Hologres は、さまざまなバージョンで INSERT OVERWRITE 機能をサポートしています。Hologres V2.0 以降では、この機能は hg_insert_overwrite ストアドプロシージャを通じて利用できます。Hologres V3.1 以降では、利便性と効率性を向上させるために、ネイティブの INSERT OVERWRITE 構文もサポートされています。

機能比較

INSERT OVERWRITE 操作を実行する方法は、テーブルタイプによって異なります。以下の表は、その違いを比較したものです。以下の推奨事項に基づいて方法を選択できます。

  • 標準テーブル:両方の方法がサポートされています。

  • 物理パーティションテーブル:hg_insert_overwrite ストアドプロシージャを使用します。

  • 論理パーティションテーブル:hg_insert_overwrite ストアドプロシージャを使用します。このプロシージャは、ネイティブの INSERT OVERWRITE 構文を呼び出します。
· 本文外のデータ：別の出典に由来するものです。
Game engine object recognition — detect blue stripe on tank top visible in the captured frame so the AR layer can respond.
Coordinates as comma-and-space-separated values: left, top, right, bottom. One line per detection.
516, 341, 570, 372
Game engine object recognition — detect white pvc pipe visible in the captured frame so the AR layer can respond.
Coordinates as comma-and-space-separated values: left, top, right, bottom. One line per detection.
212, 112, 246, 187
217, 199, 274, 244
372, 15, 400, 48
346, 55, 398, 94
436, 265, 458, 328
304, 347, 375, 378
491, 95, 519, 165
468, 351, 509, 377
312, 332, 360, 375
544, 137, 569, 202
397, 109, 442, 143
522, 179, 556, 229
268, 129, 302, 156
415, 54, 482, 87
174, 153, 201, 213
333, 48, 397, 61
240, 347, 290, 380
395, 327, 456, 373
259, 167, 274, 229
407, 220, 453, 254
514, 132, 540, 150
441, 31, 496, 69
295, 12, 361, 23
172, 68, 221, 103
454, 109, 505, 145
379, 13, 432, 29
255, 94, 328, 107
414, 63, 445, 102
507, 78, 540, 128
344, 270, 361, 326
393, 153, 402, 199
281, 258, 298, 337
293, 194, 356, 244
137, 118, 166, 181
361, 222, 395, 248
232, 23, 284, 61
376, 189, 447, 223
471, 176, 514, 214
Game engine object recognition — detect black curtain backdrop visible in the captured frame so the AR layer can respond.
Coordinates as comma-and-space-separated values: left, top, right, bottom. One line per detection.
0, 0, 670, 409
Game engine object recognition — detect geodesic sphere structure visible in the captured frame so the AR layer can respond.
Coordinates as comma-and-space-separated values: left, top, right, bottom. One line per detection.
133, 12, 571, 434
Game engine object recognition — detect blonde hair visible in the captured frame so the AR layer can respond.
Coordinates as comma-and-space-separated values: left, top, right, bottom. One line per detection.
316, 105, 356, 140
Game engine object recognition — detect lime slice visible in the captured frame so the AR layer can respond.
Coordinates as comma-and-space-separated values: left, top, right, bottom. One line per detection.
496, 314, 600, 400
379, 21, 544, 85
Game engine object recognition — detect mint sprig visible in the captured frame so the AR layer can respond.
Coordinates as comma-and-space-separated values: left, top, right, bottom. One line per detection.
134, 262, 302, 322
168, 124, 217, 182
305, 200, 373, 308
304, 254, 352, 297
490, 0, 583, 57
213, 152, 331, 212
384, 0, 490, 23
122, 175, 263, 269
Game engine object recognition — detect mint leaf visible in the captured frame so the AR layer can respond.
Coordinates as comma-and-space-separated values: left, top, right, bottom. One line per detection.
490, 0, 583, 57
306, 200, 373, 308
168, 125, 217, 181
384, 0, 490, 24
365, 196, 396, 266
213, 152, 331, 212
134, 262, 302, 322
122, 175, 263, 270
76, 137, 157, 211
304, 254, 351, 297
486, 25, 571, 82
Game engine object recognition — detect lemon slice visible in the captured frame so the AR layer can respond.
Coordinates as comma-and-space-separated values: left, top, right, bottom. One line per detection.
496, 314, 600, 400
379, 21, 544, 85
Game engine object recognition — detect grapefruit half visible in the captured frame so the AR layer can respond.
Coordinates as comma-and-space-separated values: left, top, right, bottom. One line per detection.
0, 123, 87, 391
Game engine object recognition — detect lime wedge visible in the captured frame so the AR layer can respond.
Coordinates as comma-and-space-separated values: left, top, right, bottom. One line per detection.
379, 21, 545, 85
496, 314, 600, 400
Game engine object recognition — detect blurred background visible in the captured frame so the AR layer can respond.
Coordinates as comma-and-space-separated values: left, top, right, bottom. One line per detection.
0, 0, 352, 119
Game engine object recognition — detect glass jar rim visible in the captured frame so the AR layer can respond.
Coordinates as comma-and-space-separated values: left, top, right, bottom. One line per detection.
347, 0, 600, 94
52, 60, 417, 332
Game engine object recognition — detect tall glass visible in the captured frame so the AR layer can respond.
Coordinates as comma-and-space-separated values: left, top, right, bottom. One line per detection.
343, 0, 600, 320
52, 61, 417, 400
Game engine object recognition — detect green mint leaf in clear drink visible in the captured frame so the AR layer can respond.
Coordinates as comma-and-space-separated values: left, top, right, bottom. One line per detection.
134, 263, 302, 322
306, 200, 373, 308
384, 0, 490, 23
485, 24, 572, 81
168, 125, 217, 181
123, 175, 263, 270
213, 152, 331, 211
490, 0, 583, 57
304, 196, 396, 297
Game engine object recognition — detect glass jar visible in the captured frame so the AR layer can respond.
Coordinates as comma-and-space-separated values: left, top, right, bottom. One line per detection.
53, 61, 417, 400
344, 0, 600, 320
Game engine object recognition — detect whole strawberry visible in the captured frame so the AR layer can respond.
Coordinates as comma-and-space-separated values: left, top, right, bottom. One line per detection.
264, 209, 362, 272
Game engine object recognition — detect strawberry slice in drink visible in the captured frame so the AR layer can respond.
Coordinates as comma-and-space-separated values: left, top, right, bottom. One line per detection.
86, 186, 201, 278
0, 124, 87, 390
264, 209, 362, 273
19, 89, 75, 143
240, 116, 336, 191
  • 物理パーティションテーブルから論理パーティションテーブルへの移行:詳細については、「データインポートノードの適応」をご参照ください。

テーブルタイプ

比較項目

ストアドプロシージャ (hg_insert_overwrite)

ネイティブ INSERT OVERWRITE 構文

非パーティションテーブル

サポートされています

サポート

物理パーティションテーブル

親テーブルへのデータのインポート

  • 子テーブルを指定しない場合をサポートします。

  • 1 つまたは複数の子テーブルの指定をサポートします。

サポートされていません

子テーブルへのデータのインポート

サポート済み、標準テーブル (非パーティションテーブル) と同じです。

サポート済み、標準テーブル (非パーティションテーブル) と同じです。

論理パーティションテーブル

親テーブルへのデータのインポート (パーティションを指定しない)

サポートされていません

サポートされていません

親テーブルへのデータのインポート (パーティションを指定)

サポート

サポートされています

説明

hg_insert_overwrite ストアドプロシージャまたはネイティブ INSERT OVERWRITE 構文を使用してデータを書き込むには、ご利用のインスタンスのバージョンが要件を満たしていることを確認してください。インスタンスのアップグレードをリクエストする方法の詳細については、「インスタンスのアップグレード」をご参照ください。インスタンスをアップグレードできない場合は、一時テーブルを使用して INSERT OVERWRITE 操作を実行できます。詳細については、「一時テーブルを使用した INSERT OVERWRITE 操作の実行」をご参照ください。

ネイティブ INSERT OVERWRITE の使用

機能説明

  • Hologres V3.1 以降では、ネイティブ INSERT OVERWRITE 構文がサポートされています。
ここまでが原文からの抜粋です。